As shown in fig. 1, the embodiment of the present invention provides a specific positive pressure ventilation-based greenhouse environment conditioning system, which is as follows:
in the embodiment, the area of one area in northwest China is about 4300m2The novel multi-span glass greenhouse is carried out in a south-north direction, the south-north direction is 80m long, the east-west direction is 54m long, the span is 16m, the total span is 4, the span is 2m, the ridge height is 6.5m, the shoulder height is 3m, the ground is 1m in a sinking mode, and the external heat preservation is matched.
In order to realize comprehensive regulation and control of the environment of the greenhouse, in the embodiment, the system comprises an equipment room 1, an air conditioning unit 2 and CO2The device comprises a generator 3, an ozone generator 4, a centralized control device 7, an air supply pipe 8, an air outlet 9, an air valve 10, a return air pipe 11, a stop valve 12 and a return air inlet 13.
The equipment room 1 is 18m long and 6m wide, is arranged on the north side of the greenhouse, is adjacent to the greenhouse and is specially used for placing equipment devices related to environment regulation. The equipment room 1 is of a brick-concrete structure, and the internal space is closed. The equipment room 1 is provided with an outer ventilating window 5 and an inner ventilating window 6, the outer ventilating window 5 is communicated with the outdoor environment, and the inner ventilating window 6 is communicated with the greenhouse.

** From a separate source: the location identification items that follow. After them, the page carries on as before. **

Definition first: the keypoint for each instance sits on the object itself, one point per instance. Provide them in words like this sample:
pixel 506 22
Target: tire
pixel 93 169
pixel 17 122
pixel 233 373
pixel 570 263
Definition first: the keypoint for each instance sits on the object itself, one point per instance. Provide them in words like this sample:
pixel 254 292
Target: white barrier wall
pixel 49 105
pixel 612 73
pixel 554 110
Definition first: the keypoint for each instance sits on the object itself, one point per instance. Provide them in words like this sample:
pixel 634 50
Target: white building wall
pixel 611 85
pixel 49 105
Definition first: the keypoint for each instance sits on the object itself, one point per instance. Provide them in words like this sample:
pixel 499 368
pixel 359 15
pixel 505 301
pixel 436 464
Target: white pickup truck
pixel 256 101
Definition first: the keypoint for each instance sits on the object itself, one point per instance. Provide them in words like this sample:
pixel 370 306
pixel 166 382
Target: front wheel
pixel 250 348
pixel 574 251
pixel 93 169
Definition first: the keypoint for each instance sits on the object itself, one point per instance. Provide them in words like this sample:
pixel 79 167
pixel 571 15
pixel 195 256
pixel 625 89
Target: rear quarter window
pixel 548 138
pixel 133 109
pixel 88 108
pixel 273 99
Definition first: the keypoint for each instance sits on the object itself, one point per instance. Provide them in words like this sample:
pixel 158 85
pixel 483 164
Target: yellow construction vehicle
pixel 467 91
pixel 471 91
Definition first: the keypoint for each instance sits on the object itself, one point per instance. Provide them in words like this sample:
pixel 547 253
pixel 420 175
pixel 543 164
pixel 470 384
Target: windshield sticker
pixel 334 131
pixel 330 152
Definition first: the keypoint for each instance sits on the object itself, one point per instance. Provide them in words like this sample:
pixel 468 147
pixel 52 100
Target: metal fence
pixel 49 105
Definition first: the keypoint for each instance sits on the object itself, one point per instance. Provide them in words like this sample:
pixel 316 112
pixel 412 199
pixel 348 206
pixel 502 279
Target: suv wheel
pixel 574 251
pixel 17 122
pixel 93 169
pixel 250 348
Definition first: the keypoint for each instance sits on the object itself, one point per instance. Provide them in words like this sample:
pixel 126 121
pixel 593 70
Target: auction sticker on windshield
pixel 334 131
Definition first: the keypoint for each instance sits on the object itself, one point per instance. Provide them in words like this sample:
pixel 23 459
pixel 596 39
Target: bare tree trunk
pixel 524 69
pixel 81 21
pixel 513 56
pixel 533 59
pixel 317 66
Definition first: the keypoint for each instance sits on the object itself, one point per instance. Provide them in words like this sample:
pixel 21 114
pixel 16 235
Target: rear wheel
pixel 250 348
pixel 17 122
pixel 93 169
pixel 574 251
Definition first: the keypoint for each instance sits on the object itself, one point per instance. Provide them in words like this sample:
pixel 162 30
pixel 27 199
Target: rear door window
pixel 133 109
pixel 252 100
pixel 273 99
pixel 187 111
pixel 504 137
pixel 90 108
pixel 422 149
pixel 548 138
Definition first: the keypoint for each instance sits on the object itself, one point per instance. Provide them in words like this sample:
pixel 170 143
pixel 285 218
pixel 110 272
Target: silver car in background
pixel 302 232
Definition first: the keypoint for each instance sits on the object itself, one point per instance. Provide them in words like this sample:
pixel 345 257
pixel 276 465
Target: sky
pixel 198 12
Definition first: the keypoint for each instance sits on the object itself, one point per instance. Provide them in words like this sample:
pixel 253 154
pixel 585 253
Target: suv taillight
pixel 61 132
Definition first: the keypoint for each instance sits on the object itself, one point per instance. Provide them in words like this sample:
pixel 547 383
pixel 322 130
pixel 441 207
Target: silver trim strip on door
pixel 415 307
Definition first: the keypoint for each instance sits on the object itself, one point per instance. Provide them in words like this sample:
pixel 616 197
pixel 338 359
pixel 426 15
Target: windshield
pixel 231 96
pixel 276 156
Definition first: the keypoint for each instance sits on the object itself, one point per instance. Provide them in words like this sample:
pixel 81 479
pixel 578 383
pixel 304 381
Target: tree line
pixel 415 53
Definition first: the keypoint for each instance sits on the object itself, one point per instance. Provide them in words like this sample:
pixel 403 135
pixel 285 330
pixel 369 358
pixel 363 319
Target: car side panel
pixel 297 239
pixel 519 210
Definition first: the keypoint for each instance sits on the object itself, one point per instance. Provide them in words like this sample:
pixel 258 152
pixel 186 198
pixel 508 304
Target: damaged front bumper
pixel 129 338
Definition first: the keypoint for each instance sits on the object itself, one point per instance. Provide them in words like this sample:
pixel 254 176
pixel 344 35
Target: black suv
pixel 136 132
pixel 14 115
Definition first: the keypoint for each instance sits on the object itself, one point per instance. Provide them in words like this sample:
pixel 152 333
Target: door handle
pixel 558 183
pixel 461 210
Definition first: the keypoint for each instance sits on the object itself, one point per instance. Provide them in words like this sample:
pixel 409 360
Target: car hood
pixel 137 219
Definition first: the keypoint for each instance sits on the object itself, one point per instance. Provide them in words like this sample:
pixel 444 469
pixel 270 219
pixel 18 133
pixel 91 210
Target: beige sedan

The outer ventilation window 5 is provided with a dustproof insect-proof net which is used as a system for first filtering protection of air external circulation, and dust, sundries and pests are prevented from entering the equipment room 1 and then entering the greenhouse.

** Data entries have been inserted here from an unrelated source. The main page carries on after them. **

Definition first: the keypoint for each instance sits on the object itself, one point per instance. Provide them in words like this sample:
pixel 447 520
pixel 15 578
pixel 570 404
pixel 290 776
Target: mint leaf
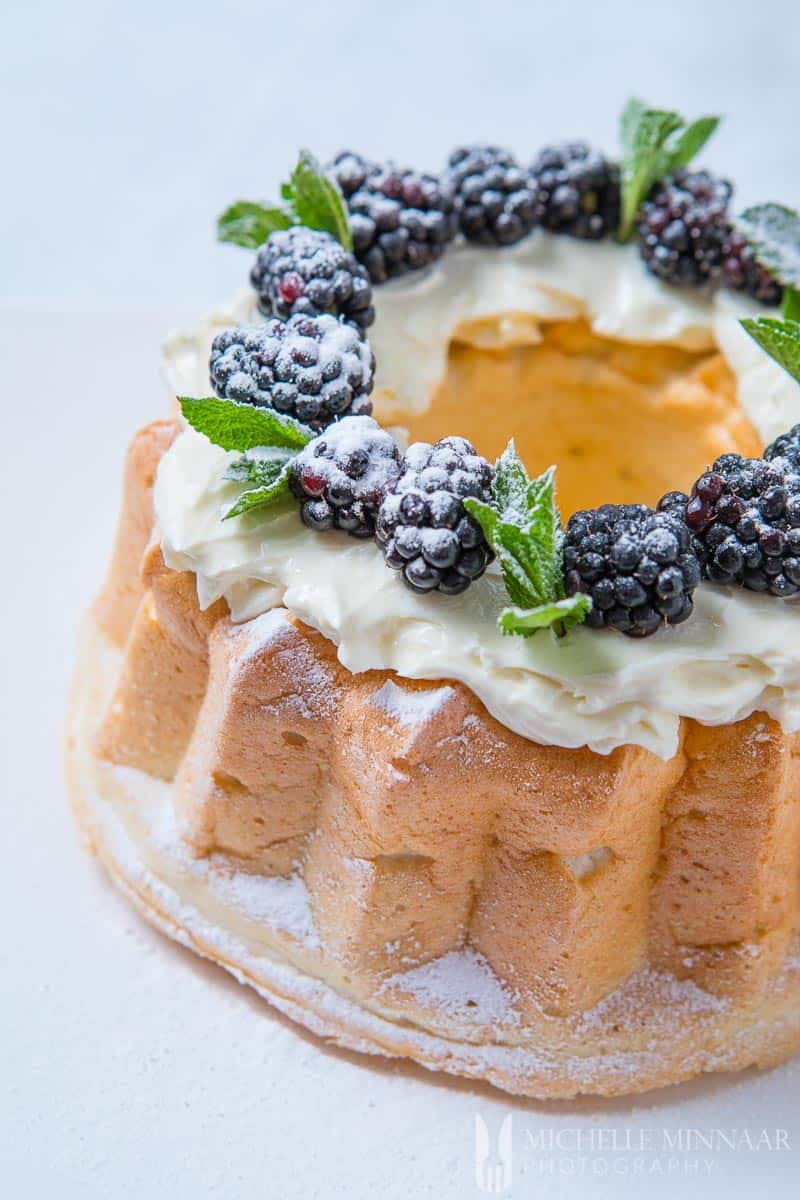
pixel 242 427
pixel 310 198
pixel 691 141
pixel 246 223
pixel 271 475
pixel 655 142
pixel 774 233
pixel 564 613
pixel 260 466
pixel 791 306
pixel 317 201
pixel 523 527
pixel 780 339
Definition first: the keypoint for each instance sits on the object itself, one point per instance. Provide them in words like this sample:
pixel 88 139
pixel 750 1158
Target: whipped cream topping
pixel 739 653
pixel 543 277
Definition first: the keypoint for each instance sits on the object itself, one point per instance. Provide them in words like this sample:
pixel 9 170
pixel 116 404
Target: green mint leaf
pixel 511 483
pixel 246 223
pixel 774 233
pixel 791 306
pixel 317 201
pixel 689 142
pixel 266 497
pixel 655 142
pixel 780 339
pixel 643 133
pixel 523 527
pixel 558 615
pixel 242 427
pixel 260 466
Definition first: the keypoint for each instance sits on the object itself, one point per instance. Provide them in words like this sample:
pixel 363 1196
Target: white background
pixel 127 1068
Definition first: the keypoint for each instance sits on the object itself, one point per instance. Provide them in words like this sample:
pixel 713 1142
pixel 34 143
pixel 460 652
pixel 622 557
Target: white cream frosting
pixel 543 277
pixel 740 652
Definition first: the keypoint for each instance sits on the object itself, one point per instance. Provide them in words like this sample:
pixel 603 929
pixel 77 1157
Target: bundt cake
pixel 360 719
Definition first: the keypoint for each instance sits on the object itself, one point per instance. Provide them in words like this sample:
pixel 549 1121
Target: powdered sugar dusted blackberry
pixel 342 477
pixel 423 527
pixel 314 369
pixel 308 271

The air conditioning unit 2 is provided with 4 air conditioning units, is arranged in the equipment room 1 and comprises an air inlet section 21, a filtering section 22, a heating section 23, a humidifying and cooling section 24, a fan section 25 and an air outlet section 26, and the functional sections are sequentially connected. The air inlet section 21 is provided with a dustproof insect-proof net which is used as a second filtering protection of the system for air external circulation. The filter section 22 is provided with bag-type primary filtration for further filtering dust, worm eggs and the like. The heating section 23 is provided with a fin type heat exchanger and is connected with a heating heat source of the greenhouse through a hot water supply pipe 14, and the heating heat source is a biomass boiler. The humidifying and cooling section 24 is provided with a wet curtain, a water tank and a circulating water pump, the water tank is supplied with water by a water supplementing pipe 15, and the water source is tap water or a buffer water tank. The fan section 25 is provided with a centrifugal fan, and the rated ventilation rate of a single fan is 80000m3And/h, according to the ventilation quantity requirement, the variable frequency adjusts the wind speed, thereby being beneficial to energy-saving operation.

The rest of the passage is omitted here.